Мы – делу верные бродяги,
Корсары, проще говоря.
Вперёд бушпритом, как идея,
Судьба ведёт нас, словно Фея.
И, "Южный крест" в объятьях грея,
Займётся новая заря!
И, вопреки морским приметам,
"Корсар" плывёт и в шторм, и в штиль
По океану, вокруг Света,
Уже десятки тысяч миль.
Мы, как могучее цунами,
Берём суда на абордаж;
Сам Случай, Фарт, Удача с нами
И наш пиратский антураж!»
Пока наши корсары плывут в непроглядную даль водных просторов, мы с читателем переместимся на побережье Гвианы, где в одной протестантской семье две милых девушки, голубоглазая Оливия и темнокожая красавица Луиза, читают письмо, которое, словно подражая тому, кто его написал, целых три года не решалось попадать на сушу. Вот, что заключало в себе это бутылочное послание:
«Данное письмо адресовано семье Льюисов, знаменитых гвианских колонистов, от их друзей, волей Провидения обречённых бороздить океаны. Мы, незаслуженно обвиняемые в совершении злодеяний по отношению к жителям вашего побережья, хотим вас уведомить, что нас жестоко подставил брат-двойник Оливера Адамсона, выдавая себя за последнего.

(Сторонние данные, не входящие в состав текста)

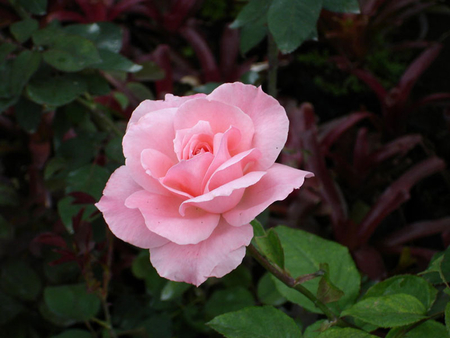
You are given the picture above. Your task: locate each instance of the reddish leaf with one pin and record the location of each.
(229, 51)
(395, 195)
(333, 130)
(417, 230)
(203, 52)
(82, 198)
(162, 58)
(50, 238)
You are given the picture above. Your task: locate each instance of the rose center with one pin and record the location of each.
(200, 148)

Любящие вас друзья (27 июня 1661 года)».
– Надо сообщить об этом Алгоме. Бедняжка, до сих пор не может поверить, что Оливер на такое способен, – звонким голосочком предложила свою идею Оливия, мысленно летая где-то в облаках, – теперь я догадываюсь, про какого призрака говорил Матье, когда мы с ним гуляли на вечерних, лесных прогулках. Он тогда ещё был совсем ребёнком, и я не придавала значения его словам.
– Ты вся светишься, словно летнее солнышко, когда произносишь его имя. Ну-ка признавайся, подружка! – мило улыбаясь, разоблачила свою приёмную сестру Луиза.

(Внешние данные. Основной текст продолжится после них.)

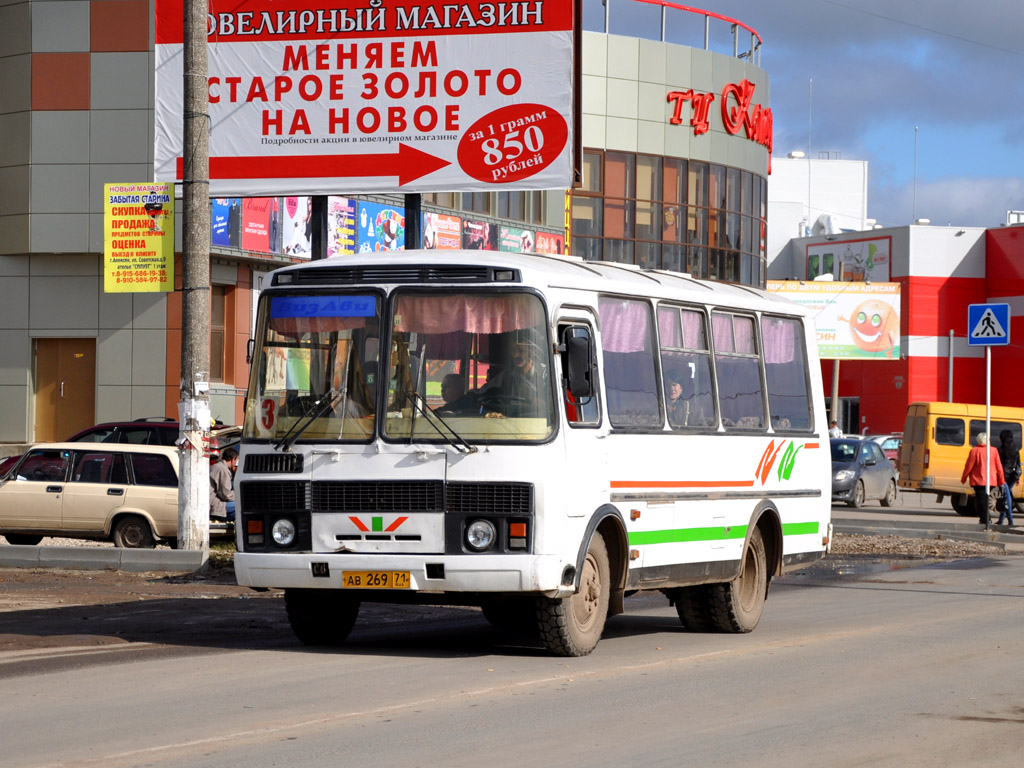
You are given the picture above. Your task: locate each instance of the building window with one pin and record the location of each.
(218, 302)
(671, 213)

– Да, сестрёнка, ты права, – слегка покраснев, призналась Оливия, – день за днём я не перестаю думать о Матье; ведь ему уже двадцать два года; он наверное повзрослел, возмужал… И… возможно, думает обо мне.
– Кстати, вчера мистер Льюис говорил, что скоро прибудет из Англии его брат, за партией сахарного тростника, – продолжая разговор, сменила тему Луиза.